On Ole, James prefaces it by saying that Don speaks glowingly of everyone, with Ole Anderson being the exception to that. One time in Georgia a job guy got booked who was a simpleton straight out of Deliverance – simpleminded, but harmless. Ole talked him into how everyone washed their hands in the toilet just to make fun of him, needlessly cruel. If he could take advantage of someone or bully them he would. He reckons Roddy Piper was the only guy who halfway liked him, but I’ve heard Roddy say he and Sgt. Slaughter bought baseball caps with pig snouts on specifically to make fun of Ole’s facial similarity to one, so not so sure on that.
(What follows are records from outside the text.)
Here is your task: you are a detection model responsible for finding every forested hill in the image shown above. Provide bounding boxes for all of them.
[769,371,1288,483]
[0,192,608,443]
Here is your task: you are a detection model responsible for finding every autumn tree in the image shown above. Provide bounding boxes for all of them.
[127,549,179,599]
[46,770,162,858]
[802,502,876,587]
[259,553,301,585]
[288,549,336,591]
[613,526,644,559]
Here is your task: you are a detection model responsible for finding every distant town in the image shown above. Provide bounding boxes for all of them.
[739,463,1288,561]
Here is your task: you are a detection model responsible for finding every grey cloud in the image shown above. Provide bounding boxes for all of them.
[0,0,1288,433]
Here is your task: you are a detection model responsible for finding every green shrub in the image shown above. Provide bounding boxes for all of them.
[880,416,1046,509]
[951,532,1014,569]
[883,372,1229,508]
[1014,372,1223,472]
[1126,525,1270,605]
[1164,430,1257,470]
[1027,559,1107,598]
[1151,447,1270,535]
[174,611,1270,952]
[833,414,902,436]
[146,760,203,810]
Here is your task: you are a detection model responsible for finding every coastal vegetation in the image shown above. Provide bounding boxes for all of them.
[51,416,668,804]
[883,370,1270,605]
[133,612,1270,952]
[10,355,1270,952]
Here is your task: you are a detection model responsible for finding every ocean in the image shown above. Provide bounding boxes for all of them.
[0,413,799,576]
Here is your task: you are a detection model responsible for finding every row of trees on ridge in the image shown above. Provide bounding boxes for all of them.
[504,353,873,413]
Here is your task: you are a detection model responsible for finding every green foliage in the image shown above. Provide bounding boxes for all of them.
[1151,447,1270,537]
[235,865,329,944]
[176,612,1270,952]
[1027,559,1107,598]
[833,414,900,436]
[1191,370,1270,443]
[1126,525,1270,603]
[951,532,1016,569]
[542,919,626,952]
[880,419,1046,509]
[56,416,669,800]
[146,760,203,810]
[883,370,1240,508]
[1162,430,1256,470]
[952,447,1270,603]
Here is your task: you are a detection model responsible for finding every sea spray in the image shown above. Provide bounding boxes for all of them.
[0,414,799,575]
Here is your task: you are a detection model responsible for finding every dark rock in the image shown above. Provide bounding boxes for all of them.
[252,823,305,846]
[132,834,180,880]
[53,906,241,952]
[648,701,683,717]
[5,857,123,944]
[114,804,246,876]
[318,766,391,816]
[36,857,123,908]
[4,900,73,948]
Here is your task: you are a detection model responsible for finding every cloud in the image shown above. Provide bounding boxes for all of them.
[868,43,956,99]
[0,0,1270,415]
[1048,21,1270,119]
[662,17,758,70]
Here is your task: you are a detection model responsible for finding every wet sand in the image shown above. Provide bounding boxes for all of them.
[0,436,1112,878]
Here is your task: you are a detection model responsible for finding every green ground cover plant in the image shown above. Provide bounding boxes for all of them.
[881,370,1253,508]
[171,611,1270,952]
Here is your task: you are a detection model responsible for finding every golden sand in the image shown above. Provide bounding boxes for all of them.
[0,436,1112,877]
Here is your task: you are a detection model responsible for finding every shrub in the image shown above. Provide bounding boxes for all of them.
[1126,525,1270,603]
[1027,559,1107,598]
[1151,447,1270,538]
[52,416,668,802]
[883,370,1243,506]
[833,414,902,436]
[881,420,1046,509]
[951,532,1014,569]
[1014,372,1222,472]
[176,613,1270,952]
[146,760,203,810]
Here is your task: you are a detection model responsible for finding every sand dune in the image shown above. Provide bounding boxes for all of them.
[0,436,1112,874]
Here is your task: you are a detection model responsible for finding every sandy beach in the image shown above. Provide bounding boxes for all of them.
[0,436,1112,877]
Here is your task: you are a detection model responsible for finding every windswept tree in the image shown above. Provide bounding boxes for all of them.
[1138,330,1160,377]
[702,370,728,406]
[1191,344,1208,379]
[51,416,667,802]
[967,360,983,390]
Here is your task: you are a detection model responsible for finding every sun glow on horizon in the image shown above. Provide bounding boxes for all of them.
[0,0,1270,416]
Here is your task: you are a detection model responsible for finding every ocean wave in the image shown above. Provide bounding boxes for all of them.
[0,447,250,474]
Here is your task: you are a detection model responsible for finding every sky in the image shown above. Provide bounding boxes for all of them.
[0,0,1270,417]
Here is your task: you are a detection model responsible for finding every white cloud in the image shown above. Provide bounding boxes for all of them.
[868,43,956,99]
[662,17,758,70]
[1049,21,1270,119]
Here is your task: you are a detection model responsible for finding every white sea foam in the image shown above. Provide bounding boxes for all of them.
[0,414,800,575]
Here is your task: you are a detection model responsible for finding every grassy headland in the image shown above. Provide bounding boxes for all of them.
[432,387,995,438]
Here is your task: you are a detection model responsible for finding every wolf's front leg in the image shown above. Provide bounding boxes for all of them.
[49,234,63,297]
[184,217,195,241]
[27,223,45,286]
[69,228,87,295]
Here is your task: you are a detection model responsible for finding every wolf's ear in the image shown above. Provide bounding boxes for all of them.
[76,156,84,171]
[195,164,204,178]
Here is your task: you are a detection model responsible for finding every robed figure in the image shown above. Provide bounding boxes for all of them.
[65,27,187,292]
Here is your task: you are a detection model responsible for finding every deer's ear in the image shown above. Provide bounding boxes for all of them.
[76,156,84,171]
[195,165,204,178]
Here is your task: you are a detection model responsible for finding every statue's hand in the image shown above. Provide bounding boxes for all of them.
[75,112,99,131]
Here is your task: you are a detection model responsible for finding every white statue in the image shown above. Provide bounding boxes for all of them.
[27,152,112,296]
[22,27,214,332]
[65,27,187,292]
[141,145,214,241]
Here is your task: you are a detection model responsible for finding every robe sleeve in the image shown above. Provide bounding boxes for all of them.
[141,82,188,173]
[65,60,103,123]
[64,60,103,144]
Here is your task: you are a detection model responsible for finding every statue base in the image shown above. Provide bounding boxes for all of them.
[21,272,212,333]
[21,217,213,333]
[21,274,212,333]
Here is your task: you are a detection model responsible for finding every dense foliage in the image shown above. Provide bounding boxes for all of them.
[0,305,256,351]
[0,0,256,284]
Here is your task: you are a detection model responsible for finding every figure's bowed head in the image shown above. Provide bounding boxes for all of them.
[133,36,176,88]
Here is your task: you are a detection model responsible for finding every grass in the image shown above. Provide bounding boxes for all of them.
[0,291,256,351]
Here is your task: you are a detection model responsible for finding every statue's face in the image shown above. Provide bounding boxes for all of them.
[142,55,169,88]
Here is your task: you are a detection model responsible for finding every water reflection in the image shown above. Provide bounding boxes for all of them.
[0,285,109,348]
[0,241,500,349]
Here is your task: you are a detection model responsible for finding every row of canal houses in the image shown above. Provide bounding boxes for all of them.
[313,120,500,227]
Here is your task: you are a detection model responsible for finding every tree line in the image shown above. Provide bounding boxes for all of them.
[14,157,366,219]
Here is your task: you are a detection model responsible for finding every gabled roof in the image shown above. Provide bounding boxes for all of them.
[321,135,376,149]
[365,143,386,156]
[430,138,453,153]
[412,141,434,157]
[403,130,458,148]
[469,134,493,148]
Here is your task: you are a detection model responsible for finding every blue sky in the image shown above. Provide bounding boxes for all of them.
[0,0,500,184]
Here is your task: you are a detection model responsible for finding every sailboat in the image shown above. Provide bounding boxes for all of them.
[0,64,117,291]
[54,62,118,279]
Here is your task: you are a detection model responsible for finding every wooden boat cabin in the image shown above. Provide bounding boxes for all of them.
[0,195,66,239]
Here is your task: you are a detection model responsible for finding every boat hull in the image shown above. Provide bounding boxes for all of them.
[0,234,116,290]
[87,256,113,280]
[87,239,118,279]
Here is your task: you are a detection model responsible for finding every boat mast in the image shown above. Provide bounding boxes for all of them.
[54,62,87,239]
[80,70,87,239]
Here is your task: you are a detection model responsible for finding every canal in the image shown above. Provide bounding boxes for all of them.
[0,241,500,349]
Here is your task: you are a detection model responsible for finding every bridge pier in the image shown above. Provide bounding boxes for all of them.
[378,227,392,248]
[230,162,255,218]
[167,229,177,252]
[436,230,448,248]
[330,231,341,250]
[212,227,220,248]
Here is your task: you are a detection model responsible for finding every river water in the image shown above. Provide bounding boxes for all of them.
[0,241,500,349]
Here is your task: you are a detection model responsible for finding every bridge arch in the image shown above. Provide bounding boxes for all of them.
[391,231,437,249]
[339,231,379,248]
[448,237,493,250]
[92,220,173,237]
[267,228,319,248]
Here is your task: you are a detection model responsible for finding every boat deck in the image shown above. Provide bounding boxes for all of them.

One Man Gang vs. The Rock Don Muraco
From MSG, with Don as Superstar Billy Graham’s champion, having saved him from further beating by Gang and Butch Reed in the angle that wrote him out of action. Vince is on commentary with Bobby Heenan and Lord Alfred Hayes here, with the description noting as well that Jack Lotz is the referee, implying upcoming snark on Vince’s part. Bobby argues the case for Graham not being considered a manager, with Alfred acutely pointing out that if he’s such a cripple then why are he and the other managers so worried about him? Gang bounces around for Don like a pinball on the opening volley, even doing a flip bump on a leg snap. Don kicks his leg out of his leg and works towards a spinning toe hold, which he does a cool drop back snap on too. Slick comes over to rant about Graham while Alfred holds the mic for him disinterestedly. Figure four of all moves on Gang, but he gets the ropes to break. Shockingly good psychology given the nature of Graham’s injury, even though it alternates between rapid and slow. Billy looks fucking rough at ringside without his shades on. Gang gets his first shot in after five minutes and pounds away in the corner. Muraco tries hitting the knee, but gets his face raked. Don starts his comeback and even throws out a rare dropkick. Bret Hart bump into the corner for Gang and Muraco mounts him to get a sleeper. The managers get into it at ringside, prompting interference from Butch Reed, who nails Muraco with the cane and Gang flops on top for the win. These guys were both willing to put their working boots on and it amounted to a great match in the waning days of the Rock. The heels gangs up on Graham, with him even getting squashed with a 747. Muraco makes the save in lieu of a prospective tag partner for the next show running in (as is, Muraco would end up teaming up with the Ultimate Warrior to beat Reed and substitute King Kong Bundy).
Melting it down: Some really good matches and angles with the Magnificent One, who has a good sense of humour and the same easy going nature that Warrior mentioned in his bit, meaning he’s honest without being hurtful, which makes for some great stories.